Wohin? Wo soll ich hin?

20.05.2017 - 08:51 | a3redaktion

Am 21. Mai um 19:30 Uhr steht beim Deutschen Mozartfest 2017 im Kleinen Goldenen Saal Georg Philipp Telemann im Fokus.

Dass Mozart von Komponisten und Musikern bis heute als Ausgangspunkt ihres eigenen Schaffens betrachtet wird, ist kein Geheimnis. Aber worauf basieren seine Tonsprache und seine Art zu komponieren, wen nahm er sich selbst zum Vorbild? Das Mozartfest 2017 begibt sich vom 19. bis 28. Mai auf Spurensuche. Das Festival spürt den musikalischen Wurzeln und Linien nach und widmet sich insbesondere den Wegbereitern Claudio Monteverdi im Jahr seines 450. Geburtstags und Georg Philipp Telemann, dessen Todestag sich 2017 zum 250. Mal jährt. Die Spuren führen über die Romantik und Komponisten wie Mendelssohn und Brahms hin zur zeitgenössischen Musik, die neben ganz eigenen Formen und Kompositionstechniken auch die Mozart’schen Vorbilder wiederentdeckt und sich damit auseinandersetzt.

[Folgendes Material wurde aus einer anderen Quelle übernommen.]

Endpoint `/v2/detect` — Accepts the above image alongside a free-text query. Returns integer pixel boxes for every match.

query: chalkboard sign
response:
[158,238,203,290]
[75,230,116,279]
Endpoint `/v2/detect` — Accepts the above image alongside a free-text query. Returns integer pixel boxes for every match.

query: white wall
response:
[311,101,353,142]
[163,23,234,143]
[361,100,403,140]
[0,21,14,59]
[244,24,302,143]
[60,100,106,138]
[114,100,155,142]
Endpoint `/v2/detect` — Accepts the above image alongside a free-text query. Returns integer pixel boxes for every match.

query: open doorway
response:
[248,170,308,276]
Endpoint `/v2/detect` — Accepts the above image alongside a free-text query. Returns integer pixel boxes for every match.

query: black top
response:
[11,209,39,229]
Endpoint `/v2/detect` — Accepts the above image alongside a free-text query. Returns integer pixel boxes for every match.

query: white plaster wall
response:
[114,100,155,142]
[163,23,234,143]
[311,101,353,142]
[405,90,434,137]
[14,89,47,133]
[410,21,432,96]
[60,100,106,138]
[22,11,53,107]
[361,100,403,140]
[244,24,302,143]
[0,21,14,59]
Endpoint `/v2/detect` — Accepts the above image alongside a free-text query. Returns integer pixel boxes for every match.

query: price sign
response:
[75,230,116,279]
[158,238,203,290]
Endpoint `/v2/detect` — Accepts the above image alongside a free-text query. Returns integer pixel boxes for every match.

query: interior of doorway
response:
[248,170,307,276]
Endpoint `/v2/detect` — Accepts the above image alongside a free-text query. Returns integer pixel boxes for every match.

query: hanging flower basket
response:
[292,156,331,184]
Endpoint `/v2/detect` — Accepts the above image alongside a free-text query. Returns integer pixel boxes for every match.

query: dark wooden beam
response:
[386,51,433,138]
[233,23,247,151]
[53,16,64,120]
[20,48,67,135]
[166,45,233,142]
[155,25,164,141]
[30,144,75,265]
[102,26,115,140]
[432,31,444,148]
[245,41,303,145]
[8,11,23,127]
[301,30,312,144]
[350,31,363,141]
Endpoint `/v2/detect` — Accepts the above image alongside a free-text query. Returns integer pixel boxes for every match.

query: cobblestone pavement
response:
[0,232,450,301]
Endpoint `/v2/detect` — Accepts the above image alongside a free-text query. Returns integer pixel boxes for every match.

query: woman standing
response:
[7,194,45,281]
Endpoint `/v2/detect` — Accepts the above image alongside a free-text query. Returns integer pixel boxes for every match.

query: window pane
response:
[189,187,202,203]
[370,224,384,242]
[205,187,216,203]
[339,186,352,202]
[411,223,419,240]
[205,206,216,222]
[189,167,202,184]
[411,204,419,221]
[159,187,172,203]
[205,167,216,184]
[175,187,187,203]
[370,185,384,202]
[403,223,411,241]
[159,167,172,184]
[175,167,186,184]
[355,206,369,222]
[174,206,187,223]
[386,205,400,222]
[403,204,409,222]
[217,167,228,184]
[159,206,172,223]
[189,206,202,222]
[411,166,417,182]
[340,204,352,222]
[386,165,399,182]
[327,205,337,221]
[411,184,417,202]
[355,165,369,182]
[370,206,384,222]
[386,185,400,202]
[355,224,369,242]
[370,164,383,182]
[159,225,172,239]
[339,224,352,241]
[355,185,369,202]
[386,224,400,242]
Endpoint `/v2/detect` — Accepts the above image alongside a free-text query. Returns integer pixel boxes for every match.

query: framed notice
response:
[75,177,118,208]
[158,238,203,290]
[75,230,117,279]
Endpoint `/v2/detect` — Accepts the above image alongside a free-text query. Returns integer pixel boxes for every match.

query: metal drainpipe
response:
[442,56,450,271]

»Wohin? Wo soll ich hin?« – Am 21. Mai um 19:30 Uhr steht im Kleinen Goldenen Saal Georg Philipp Telemann im Fokus. 1765 schrieb der 84-Jährige mit »Ino« eine Kantate, die an Dramatik kaum zu überbieten ist und an die Musiktragödien Glucks erinnert. 250 Jahre nach seinem Tod hat sich mit Starsopranistin Nuria Rial (Foto) eine Idealbesetzung der Ino gefunden. La Stagione Frankfurt verbindet den späten Telemann mit der nur sieben Jahre später entstandenen Sinfonie Nr. 21 des wilden 16-jährigen Mozarts. Im Rahmen ihres Aufenthalts in Augsburg bietet Nuria Rial am 22. Mai um 10 Uhr zudem einen Meisterkurs Gesang im Festsaal des Schaezlerpalais an.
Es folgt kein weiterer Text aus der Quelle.